American politician from Michigan

Michael N. "Mickey" Switalski (born January 11, 1955) is a politician from the U.S. state of Michigan. He was a Democratic member of the Michigan Senate, representing the 10th district from 2003 to 2011. His district is located in central Macomb County and includes the cities of Sterling Heights and Roseville. Previously he was a member of the Michigan House of Representatives from 1999 to 2003.

==Early life==
Switalski graduated from Roseville High School in 1973. He graduated from Louisiana State University in 1977 with a bachelor's degree in Classical Languages, and in 1981 earned a master's degree in History. He graduated from the University of Aberdeen in Scotland in 1982 with an M. Litt. in Politics.

== Career ==
Switalski worked as a sports editor for the Utica Advisor and C&G Newspapers, and contributed to the Detroit Free Press and the Kansas City Star. He served as the Chief of Labor Relations at the Detroit Arsenal Tank Plant from 1985 to 1993.

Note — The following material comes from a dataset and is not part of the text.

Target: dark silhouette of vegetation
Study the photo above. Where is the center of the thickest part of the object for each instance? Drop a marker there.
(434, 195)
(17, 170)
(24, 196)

Switalski was elected to the Roseville City Council in 1989 and was elected Macomb County Commissioner in 1992. In 1998, he was elected to the Michigan State House of Representatives, representing the 27th district. In 2002, he was elected to the Michigan State Senate. He was re-elected in 2006. On March 22, 2009, Switalski announced that he will challenge U.S Representative from the 12th district Sander Levin for the Democratic ticket of this position. In the August 3, 2010 primary Sander Levin defeated Switalski by approximately 3 to 1.

In 2013, Switalski served the city of Roseville as its treasurer, until 2017.

== Personal life ==
Switalski married Roma Heaney in Glasgow, Scotland in 1985. He has a son, Liam, who was born in 1993. They live in Roseville, Michigan.